We interpret the points introduced above to mean that an educator is a lifelong learner

who needs to know and understand the traditions, but also needs to be flexible enough to

continue to develop these ideas. We agree with Allsup that good educators should follow these

points, and also believe that to do so we need to continuously reflection and maintain an
awareness of the negative aspects of practices we may have been taught, to counteract these

traditions and contribute to growth in our field.

Some of the norms we think need to be revisited include: the tradition of being the all-

knowing Master Director who stands on a podium and “thinks” for the ensemble, as well as the

tradition of starting a rehearsal or performance with a tuning note.

If we want to be more personable with our learners, we should remove physical barriers

such as music stands, conductor podiums, and possibly even chairs. Why must a director remain

in front of the ensemble to conduct all the time? Would it be better for the learners’

development, and for student-teacher relationships, if the teacher sometimes played their primary

or secondary instrument alongside their maturing musicians?

Furthermore, students should be taught to constantly listen for intonation. Giving a

tuning note, or walking around the ensemble with a tuner to check every single player, supports

the fallacy that tuning is a designated moment during a rehearsal or performance.
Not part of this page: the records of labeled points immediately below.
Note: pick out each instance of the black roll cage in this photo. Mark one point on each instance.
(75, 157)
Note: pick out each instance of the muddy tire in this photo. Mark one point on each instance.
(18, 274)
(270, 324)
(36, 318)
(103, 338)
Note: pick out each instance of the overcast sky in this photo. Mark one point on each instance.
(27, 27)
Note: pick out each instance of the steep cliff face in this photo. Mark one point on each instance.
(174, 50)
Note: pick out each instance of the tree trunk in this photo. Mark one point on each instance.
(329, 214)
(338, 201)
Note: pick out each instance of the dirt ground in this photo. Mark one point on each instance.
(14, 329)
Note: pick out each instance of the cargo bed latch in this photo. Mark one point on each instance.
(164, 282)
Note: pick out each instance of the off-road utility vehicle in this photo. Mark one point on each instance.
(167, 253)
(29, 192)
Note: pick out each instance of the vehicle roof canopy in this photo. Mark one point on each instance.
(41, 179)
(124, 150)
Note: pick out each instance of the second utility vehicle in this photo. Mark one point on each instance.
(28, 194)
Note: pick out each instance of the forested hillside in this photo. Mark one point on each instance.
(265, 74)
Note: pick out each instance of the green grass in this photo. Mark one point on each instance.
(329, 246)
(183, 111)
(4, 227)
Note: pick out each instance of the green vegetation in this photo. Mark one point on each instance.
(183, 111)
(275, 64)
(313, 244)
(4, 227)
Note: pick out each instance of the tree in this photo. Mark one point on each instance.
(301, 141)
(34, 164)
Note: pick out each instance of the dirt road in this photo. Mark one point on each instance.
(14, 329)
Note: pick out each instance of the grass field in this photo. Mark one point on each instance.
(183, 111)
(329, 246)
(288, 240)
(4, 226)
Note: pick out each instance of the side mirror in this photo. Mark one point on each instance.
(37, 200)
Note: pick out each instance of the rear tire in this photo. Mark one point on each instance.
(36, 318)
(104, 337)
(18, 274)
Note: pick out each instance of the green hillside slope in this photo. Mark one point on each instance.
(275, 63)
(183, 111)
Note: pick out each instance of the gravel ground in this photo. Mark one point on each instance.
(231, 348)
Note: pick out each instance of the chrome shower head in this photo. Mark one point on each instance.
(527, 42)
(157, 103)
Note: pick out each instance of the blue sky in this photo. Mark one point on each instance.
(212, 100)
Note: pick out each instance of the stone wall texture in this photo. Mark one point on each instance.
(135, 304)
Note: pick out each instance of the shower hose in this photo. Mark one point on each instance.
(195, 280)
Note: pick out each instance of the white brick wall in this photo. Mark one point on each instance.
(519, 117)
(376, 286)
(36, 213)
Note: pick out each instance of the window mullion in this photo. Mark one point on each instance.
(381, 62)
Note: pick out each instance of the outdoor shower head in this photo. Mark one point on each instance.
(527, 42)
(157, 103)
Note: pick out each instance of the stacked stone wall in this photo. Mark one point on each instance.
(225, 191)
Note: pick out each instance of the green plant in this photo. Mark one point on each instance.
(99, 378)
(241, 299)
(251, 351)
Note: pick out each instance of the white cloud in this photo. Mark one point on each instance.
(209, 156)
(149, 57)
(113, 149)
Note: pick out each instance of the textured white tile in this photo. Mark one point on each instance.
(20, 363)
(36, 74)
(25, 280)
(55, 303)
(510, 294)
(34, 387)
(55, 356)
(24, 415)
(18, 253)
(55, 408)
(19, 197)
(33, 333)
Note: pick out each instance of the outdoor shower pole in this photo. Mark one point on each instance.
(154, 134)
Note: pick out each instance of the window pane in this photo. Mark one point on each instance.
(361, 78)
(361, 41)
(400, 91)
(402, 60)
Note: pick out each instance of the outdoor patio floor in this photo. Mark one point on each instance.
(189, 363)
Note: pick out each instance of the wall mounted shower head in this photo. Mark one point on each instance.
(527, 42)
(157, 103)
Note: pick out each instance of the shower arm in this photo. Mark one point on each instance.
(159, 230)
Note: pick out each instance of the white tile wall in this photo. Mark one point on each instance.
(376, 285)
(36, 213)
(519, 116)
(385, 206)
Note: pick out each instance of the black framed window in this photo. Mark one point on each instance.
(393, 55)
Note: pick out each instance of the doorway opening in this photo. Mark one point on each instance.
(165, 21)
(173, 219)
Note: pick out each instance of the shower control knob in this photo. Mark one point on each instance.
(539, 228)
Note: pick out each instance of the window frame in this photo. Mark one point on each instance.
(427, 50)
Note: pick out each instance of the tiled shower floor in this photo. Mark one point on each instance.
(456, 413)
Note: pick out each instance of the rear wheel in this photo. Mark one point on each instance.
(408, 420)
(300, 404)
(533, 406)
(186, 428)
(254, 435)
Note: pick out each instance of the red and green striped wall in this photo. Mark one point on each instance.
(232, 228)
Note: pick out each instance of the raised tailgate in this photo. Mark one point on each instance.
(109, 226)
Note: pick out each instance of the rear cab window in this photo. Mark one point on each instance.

As we know,

musicians need to listen and adjust pitch throughout rehearsals and performances, so this concept

should be taught and encouraged even in the beginning of the learners’ development.

We believe Allsup seeks to redefine terms like “conductor”, “master/apprentice”, and

“schooling” to be more ambiguous, less finite, and more fluid. While we agree with the concept

of having a more fluid understanding of the words and relationships between teacher and student,

in practice we think these roles should not be removed completely because there still needs to be

a level of respect and distance between the teacher and students for safety and control.